The coordination polyhedron around the Cu2+ cation can be described as a distorted tetragonal pyramid, with the Cl- anions and the N atoms of the 2,5-dimethylpyrazine ligands in the basal plane and the N atom of the acetonitrile ligand at the apex of the pyramid. The deviation of the Cu2+ cation from the plane formed by Cu1, Cl1, Cl2, N1 and N2 amounts to 0.1764 (7) Å. The Cu—Cl bond lengths are 2.2577 (9) and 2.2608 (8) Å, and the Cu—N distances to the 2,5-dimethylpyrazine ligand are 2.067 (2) and 2.071 (2) Å. The Cu—N distance of 2.349 (3) Å to the apical N atom is elongated compared with the other Cu—N distances, showing that this is a much weaker interaction. The N—Cu—N, Cl—Cu—Cl and N—Cu—Cl angles are in the ranges 168.36 (9)–168.22 (3)° or 88.32 (6)–90.78 (6)° (Table 1).

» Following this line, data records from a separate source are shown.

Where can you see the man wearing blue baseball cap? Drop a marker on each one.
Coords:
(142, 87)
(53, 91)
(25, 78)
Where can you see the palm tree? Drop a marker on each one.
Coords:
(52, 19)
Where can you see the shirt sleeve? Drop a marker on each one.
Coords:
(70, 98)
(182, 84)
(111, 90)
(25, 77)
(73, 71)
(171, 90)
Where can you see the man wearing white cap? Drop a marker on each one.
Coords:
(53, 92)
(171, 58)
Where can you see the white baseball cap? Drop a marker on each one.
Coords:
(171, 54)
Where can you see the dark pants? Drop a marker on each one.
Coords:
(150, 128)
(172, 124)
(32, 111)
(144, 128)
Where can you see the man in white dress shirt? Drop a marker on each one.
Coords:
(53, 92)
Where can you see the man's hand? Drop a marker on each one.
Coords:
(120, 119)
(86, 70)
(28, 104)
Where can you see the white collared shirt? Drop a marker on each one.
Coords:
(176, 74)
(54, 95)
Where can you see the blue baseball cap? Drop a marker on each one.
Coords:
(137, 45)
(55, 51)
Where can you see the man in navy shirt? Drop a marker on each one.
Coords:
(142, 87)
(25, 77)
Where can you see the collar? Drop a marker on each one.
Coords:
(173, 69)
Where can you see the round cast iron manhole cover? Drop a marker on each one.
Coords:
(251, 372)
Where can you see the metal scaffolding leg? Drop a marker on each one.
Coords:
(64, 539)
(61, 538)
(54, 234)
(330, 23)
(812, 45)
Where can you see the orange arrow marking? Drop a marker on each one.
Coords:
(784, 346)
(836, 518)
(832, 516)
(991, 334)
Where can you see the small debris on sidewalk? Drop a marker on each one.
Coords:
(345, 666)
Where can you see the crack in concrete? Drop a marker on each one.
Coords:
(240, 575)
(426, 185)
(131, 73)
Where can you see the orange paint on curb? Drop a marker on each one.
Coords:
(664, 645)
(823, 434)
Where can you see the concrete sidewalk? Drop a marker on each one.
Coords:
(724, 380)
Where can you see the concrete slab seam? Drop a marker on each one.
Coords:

There are several structures known in the literature in which Cu2+ cations are five-coordinated by two Cl- ligands and three N atoms of organic ligands. A detailed analysis of their coordination polyhedra shows that most of them have a distorted tetragonal pyramidal coordination. In these cases, either the Cl- or the N ligand can occupy the apical position. However, the Cu—X distance to the apical ligand (X is Cl or N) is always much longer than those within the basal plane. The geometrical parameters in (I) are comparable with those found in some of the structures mentioned above if they contain one N atom in the apical position, e.g. dichloro-[6-ethoxy-6-hydroxy- 1,3,5-tri(2,6)pyridacyclohexaphane-2,4-dione]copper(II) ethanol solvate (Newkome et al., 1990) or dichloro-[1-(pent-3-ynyl)-1,4,7-triazacyclononane]copper(II) (Ellis et al., 1999). However, the exact geometry depends strongly on the nature of the organic ligands, e.g. whether mono- or multidentate ligands are present.

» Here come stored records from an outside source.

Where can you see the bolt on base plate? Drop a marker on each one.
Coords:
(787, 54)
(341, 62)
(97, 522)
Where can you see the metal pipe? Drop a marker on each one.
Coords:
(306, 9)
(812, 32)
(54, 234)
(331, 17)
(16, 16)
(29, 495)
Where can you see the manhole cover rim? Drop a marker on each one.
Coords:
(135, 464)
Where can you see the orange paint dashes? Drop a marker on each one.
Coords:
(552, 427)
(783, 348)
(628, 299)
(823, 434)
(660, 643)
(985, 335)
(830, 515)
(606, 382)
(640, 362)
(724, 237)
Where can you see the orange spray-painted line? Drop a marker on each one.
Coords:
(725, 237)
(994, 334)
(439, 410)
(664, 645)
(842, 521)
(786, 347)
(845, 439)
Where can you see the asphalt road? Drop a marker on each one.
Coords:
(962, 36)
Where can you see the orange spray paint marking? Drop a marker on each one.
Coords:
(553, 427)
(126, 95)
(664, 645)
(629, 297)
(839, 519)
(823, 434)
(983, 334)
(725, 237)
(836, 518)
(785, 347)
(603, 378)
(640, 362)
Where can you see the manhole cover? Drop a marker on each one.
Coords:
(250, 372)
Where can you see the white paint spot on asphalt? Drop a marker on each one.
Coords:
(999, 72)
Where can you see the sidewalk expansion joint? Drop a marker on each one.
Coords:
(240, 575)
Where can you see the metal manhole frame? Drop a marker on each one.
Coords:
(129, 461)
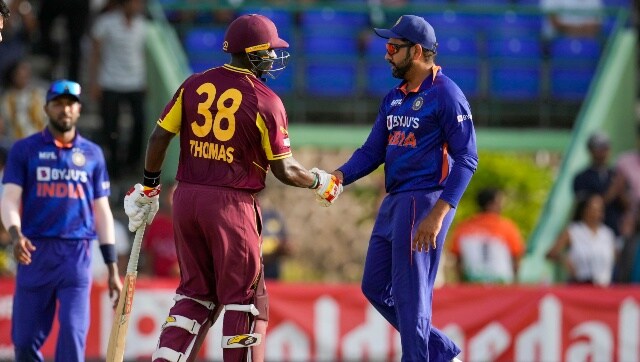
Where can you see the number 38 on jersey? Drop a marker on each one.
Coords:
(223, 124)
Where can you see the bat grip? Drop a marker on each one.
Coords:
(132, 267)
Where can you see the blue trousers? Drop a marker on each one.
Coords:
(399, 282)
(59, 273)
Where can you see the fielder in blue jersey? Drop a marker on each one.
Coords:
(54, 204)
(425, 137)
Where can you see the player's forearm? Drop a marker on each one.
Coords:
(104, 221)
(157, 149)
(291, 173)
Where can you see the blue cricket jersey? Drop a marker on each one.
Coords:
(425, 138)
(59, 183)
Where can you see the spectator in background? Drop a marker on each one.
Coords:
(158, 246)
(598, 177)
(578, 18)
(586, 248)
(4, 14)
(628, 180)
(76, 14)
(626, 184)
(17, 33)
(488, 246)
(22, 104)
(7, 263)
(117, 75)
(275, 245)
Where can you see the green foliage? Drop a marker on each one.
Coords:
(526, 186)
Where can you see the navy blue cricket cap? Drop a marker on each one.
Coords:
(63, 87)
(413, 28)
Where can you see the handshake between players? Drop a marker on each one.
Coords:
(141, 203)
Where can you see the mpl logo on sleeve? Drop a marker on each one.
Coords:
(43, 173)
(464, 117)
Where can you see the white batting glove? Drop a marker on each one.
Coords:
(141, 205)
(329, 187)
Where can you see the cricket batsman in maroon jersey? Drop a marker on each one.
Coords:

The 2,5-dimethylpyrazine ligands in (I) connect the Cu2+ cations into chains via µ-N:N' coordination (Fig. 2). The C—N—Cu angles deviate only slightly from 120° and the Cu2+ cation is located in the plane of the six-membered ring, which shows that the cation is oriented in the direction of the lone-pair on the N atom. For the longer Cu—N distance to the apical N atom, the lone-pair directionality is much less distinctive. The methyl groups of the 2,5-dimethylpyrazine ligands are located below the basal plane of the pyramid. Therefore, a possible coordination of the cations with the formation of an octahedral geometry, which is frequently observed for Cu2+ cations, is prevented.
There are some short intermolecular Cl···H distances between the Cl- anions and the methyl H atoms of neighbouring parallel chains, which may be interpreted as hydrogen bonds (Table 2).